We share passwords between accounts. We use the same passwords to access our online bank accounts and our online dating accounts. We use the same passwords to log into Amazon and Google, Netflix and Dropbox. As an attacker, once you've got ahold of 150 million Adobe usernames and passwords, you go try them all at Bank of America. And even if only a small fraction work, it's worth it.
Sharing passwords between accounts is understandable since most people rely on their brains to hold their passwords, and the human brain has a limited capacity. Those of us who are concerned about security augment our brain capacity with tools like 1Password and LastPass. But the average user is not terribly concerned with password security and will likely never use such products.
So if password reuse is valuable to attackers, but getting people to stop is difficult and adoption of password tools is slow, perhaps there is an alternative solution staring us straight in the face.
Do away with passwords.
Maybe we don't need them. Instead of letting users choose passwords, we could authenticate users by giving them short-lived one-time-use tokens delivered over a secure channel that they control. No need to salt and hash anything since the tokens would be useless to an attacker. No need for silly password strength requirements which annoy users while not actually making them any safer.

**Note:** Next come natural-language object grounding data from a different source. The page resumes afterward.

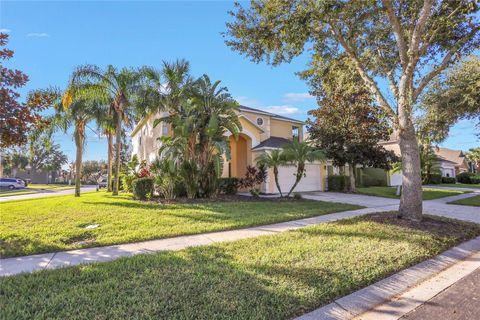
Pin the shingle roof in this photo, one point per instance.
(455, 156)
(273, 115)
(272, 142)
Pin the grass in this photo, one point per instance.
(389, 192)
(58, 223)
(460, 185)
(269, 277)
(472, 201)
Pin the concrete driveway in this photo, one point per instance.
(438, 207)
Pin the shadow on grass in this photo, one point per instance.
(242, 280)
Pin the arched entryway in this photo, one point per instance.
(241, 155)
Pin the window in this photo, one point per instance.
(295, 133)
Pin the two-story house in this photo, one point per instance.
(261, 132)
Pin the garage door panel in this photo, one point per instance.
(310, 182)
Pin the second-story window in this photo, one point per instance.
(295, 133)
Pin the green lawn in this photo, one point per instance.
(472, 201)
(460, 185)
(58, 223)
(269, 277)
(389, 192)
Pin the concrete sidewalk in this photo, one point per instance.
(399, 294)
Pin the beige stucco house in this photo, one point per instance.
(261, 132)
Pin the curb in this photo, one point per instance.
(366, 299)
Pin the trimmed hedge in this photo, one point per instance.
(448, 180)
(142, 188)
(433, 179)
(337, 182)
(468, 178)
(228, 185)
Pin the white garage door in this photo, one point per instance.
(311, 182)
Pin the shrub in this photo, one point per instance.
(448, 180)
(126, 182)
(475, 179)
(434, 178)
(297, 196)
(142, 188)
(254, 177)
(255, 192)
(466, 177)
(228, 185)
(165, 186)
(337, 182)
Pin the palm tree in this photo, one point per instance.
(79, 112)
(273, 159)
(116, 88)
(299, 153)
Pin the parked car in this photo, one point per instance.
(103, 183)
(12, 183)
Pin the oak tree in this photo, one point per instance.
(405, 44)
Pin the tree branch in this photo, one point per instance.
(369, 82)
(397, 31)
(419, 28)
(443, 65)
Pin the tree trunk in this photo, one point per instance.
(78, 164)
(298, 177)
(411, 198)
(351, 170)
(110, 160)
(275, 174)
(118, 148)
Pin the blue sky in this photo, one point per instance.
(51, 38)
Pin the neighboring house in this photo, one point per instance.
(38, 176)
(261, 132)
(450, 162)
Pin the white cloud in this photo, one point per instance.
(297, 96)
(286, 109)
(38, 34)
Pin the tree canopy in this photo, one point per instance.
(454, 96)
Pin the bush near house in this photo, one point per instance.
(142, 188)
(468, 178)
(432, 178)
(448, 180)
(228, 186)
(337, 182)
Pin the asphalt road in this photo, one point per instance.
(46, 193)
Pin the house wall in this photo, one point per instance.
(145, 142)
(284, 129)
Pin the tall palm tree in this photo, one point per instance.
(79, 112)
(299, 153)
(119, 88)
(274, 160)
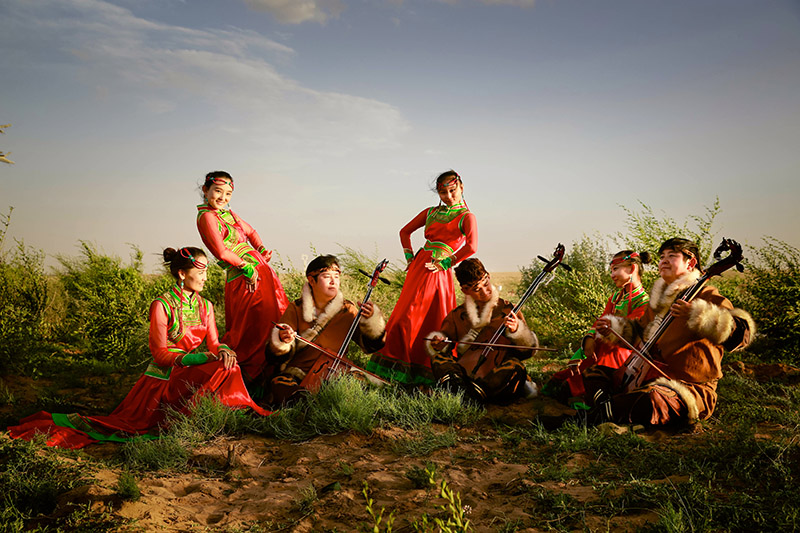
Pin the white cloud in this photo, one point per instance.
(230, 74)
(298, 11)
(517, 3)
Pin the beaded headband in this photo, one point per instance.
(317, 272)
(474, 285)
(455, 179)
(186, 254)
(628, 257)
(220, 181)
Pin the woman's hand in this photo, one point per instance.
(286, 334)
(511, 322)
(252, 283)
(367, 309)
(681, 309)
(438, 342)
(602, 325)
(228, 358)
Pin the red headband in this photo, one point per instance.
(186, 254)
(442, 186)
(220, 181)
(628, 257)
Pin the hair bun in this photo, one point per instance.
(170, 254)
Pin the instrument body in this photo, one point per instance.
(486, 354)
(636, 369)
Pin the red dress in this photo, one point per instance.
(172, 379)
(628, 302)
(427, 297)
(248, 315)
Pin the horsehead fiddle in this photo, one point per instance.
(549, 267)
(634, 373)
(327, 366)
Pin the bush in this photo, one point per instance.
(771, 292)
(561, 311)
(31, 479)
(107, 304)
(24, 297)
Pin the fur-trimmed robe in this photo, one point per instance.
(690, 350)
(473, 322)
(327, 329)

In fact if you think about it most online services have already implemented passwordless authentication. It's called password reset. You forget your password, click a link on a login form which takes you to a page where you enter your email address, and then an obscure link with an embedded token is emailed to you. Clicking that link takes you to a form where you are already authenticated and can choose a new password. Of course this assumes that email is secure, but that's a topic for another post.

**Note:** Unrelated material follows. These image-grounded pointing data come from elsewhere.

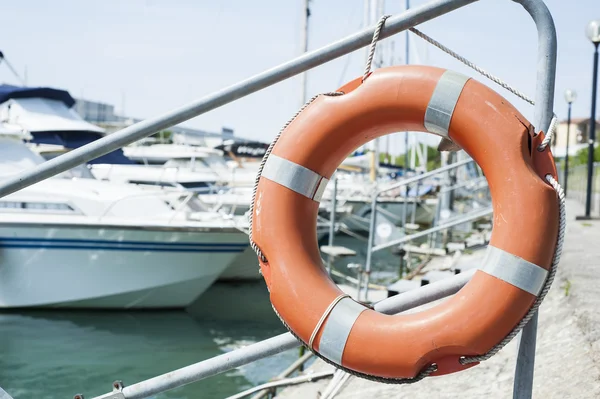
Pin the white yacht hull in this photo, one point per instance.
(115, 267)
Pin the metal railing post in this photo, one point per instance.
(544, 104)
(332, 223)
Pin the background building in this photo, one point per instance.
(578, 136)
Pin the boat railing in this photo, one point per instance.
(546, 70)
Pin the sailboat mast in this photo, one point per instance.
(407, 133)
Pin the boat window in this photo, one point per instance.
(193, 185)
(152, 183)
(36, 206)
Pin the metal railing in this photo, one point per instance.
(546, 69)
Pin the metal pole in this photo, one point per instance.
(407, 48)
(592, 137)
(332, 223)
(544, 104)
(567, 153)
(522, 388)
(393, 25)
(248, 354)
(368, 261)
(303, 76)
(284, 374)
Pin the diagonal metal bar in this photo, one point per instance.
(265, 79)
(239, 357)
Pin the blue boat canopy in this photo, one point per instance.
(72, 140)
(8, 92)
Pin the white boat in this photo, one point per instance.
(68, 242)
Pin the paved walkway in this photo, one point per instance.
(568, 352)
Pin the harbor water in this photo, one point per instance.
(54, 354)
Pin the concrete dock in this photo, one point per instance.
(568, 346)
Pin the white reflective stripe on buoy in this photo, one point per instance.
(443, 101)
(337, 329)
(514, 270)
(295, 177)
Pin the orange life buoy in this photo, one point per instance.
(483, 312)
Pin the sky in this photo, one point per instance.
(150, 56)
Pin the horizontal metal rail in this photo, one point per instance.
(425, 175)
(239, 357)
(284, 374)
(285, 382)
(424, 233)
(95, 149)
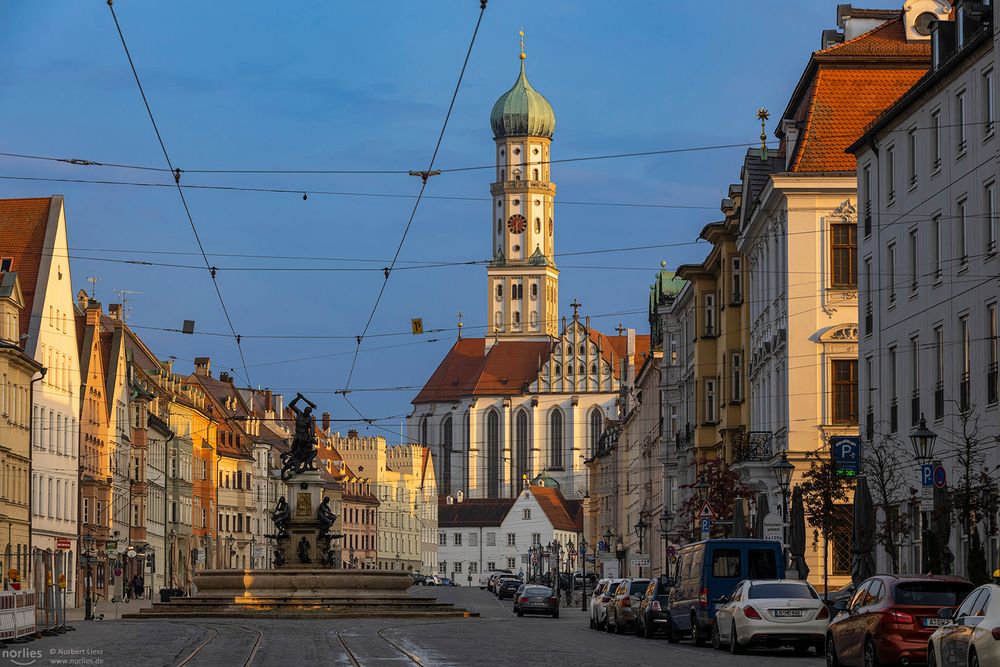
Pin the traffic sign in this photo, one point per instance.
(940, 477)
(927, 474)
(846, 451)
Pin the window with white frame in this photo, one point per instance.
(961, 133)
(710, 328)
(736, 385)
(936, 231)
(989, 114)
(890, 173)
(936, 139)
(891, 270)
(962, 229)
(911, 157)
(737, 280)
(711, 406)
(990, 217)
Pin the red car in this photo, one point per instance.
(890, 618)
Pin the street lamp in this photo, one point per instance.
(666, 522)
(640, 531)
(783, 473)
(922, 439)
(88, 546)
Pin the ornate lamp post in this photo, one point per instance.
(783, 473)
(640, 531)
(88, 547)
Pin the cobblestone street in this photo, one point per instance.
(497, 637)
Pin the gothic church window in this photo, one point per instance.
(556, 439)
(493, 454)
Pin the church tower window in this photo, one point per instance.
(493, 454)
(446, 444)
(556, 439)
(521, 448)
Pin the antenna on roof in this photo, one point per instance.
(762, 116)
(123, 297)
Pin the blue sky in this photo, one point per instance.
(364, 85)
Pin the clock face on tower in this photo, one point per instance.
(516, 223)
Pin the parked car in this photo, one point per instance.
(771, 613)
(484, 577)
(600, 602)
(652, 613)
(891, 618)
(972, 636)
(621, 610)
(507, 587)
(708, 570)
(537, 600)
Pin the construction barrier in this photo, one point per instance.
(8, 629)
(24, 613)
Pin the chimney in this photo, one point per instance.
(790, 130)
(203, 366)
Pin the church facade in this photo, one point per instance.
(530, 399)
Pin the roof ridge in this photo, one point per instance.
(880, 26)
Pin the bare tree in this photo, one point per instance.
(883, 462)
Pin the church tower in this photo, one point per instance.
(522, 278)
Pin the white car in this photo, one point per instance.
(772, 612)
(971, 637)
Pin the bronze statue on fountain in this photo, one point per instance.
(303, 451)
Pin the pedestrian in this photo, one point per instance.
(137, 586)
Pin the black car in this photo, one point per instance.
(537, 600)
(506, 588)
(652, 613)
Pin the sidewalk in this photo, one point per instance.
(110, 610)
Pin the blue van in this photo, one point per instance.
(706, 571)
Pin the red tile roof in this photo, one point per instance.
(473, 512)
(22, 237)
(845, 87)
(562, 514)
(506, 369)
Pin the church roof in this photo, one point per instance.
(507, 368)
(562, 514)
(23, 225)
(845, 87)
(522, 111)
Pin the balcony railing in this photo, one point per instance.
(753, 446)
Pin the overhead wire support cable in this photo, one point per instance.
(180, 191)
(424, 177)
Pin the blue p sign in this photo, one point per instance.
(927, 474)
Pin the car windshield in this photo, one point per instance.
(781, 590)
(932, 593)
(638, 587)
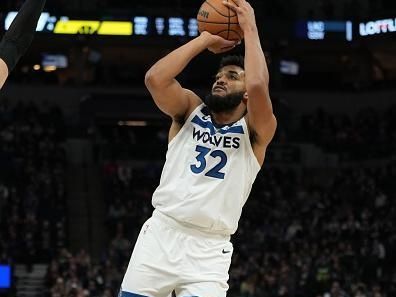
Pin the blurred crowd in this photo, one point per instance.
(303, 232)
(285, 9)
(367, 135)
(32, 182)
(298, 236)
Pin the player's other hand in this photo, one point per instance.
(217, 44)
(245, 12)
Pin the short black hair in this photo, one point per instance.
(236, 60)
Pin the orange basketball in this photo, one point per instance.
(218, 19)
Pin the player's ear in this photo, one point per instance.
(245, 98)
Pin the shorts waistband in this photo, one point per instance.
(188, 228)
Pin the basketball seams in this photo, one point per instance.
(219, 12)
(219, 19)
(229, 20)
(217, 23)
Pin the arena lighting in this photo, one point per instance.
(132, 123)
(5, 276)
(378, 27)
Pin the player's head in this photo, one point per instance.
(228, 90)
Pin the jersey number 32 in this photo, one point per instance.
(201, 159)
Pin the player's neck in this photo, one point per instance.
(224, 118)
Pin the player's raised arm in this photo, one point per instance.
(260, 115)
(160, 80)
(17, 39)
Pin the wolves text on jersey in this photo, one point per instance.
(220, 141)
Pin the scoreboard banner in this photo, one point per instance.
(140, 25)
(137, 25)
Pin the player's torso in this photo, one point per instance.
(208, 174)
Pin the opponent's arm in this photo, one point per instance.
(260, 114)
(160, 80)
(19, 36)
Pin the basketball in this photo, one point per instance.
(218, 19)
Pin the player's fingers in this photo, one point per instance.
(232, 6)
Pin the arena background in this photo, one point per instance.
(82, 147)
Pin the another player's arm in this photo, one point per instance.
(19, 36)
(168, 94)
(261, 119)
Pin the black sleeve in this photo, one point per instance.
(17, 39)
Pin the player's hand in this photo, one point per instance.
(245, 13)
(217, 44)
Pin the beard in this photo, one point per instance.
(217, 103)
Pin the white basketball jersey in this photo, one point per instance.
(208, 174)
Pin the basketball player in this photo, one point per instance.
(216, 148)
(17, 39)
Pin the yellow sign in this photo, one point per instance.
(93, 27)
(76, 27)
(115, 28)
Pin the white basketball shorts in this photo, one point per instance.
(170, 256)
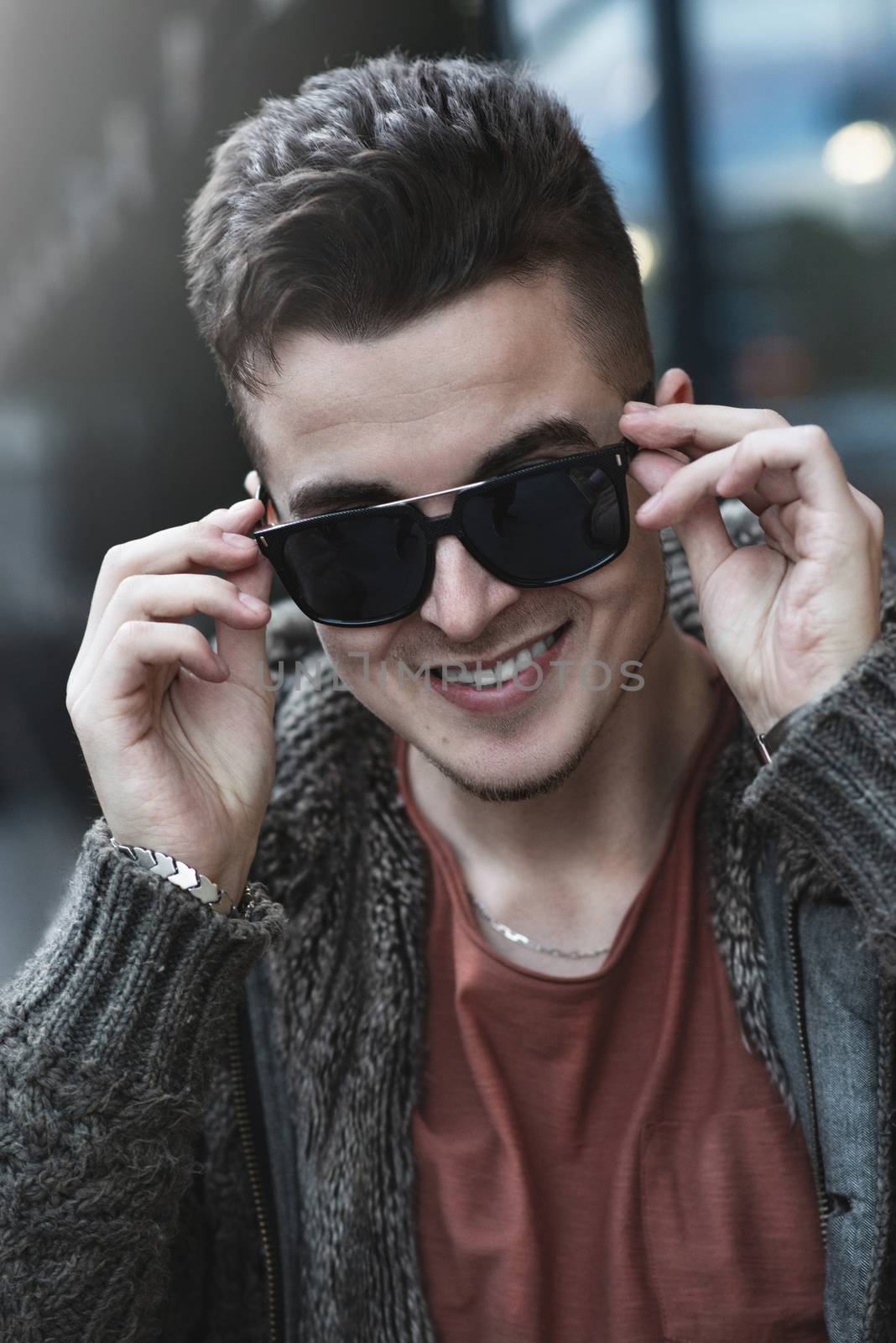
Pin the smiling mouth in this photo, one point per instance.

So passwordless authentication is actually just a simplification of the standard password reset flow in which you don't choose a password at the end. Denying users the opportunity to choose a bad password is no different from assuming that every user forgets their password every time they try to log in.
The obvious tradeoff is the extra friction on users when leaving the authentication flow to locate the temporary authentication token. But for accounts containing sensitive-enough data, the security benefits are worth it.
Besides the obvious benefit of preventing password reuse, this scheme also makes phishing more difficult. For example, as an attacker attempting to gain access to online bank accounts it is very easy to justify the cost of setting up realistic copies of login pages in an attempt to get users to accidentally send their passwords to you, because the signals of authenticity are relatively easy to fake. Without a password to steal, an attacker would have to convince a victim to find a presumably obscured and lengthy one-time-use token and hand it over before it expired, which is very difficult to pass-off as authentic behavior.
There are of course issues and best-practices to hash out. What qualifies as a secure delivery channel is the largest, although it appears that the assumption of secure email is already pervasive. But it’s time to start protecting users from their own tendency to choose bad passwords. It's time to start building passwordless products.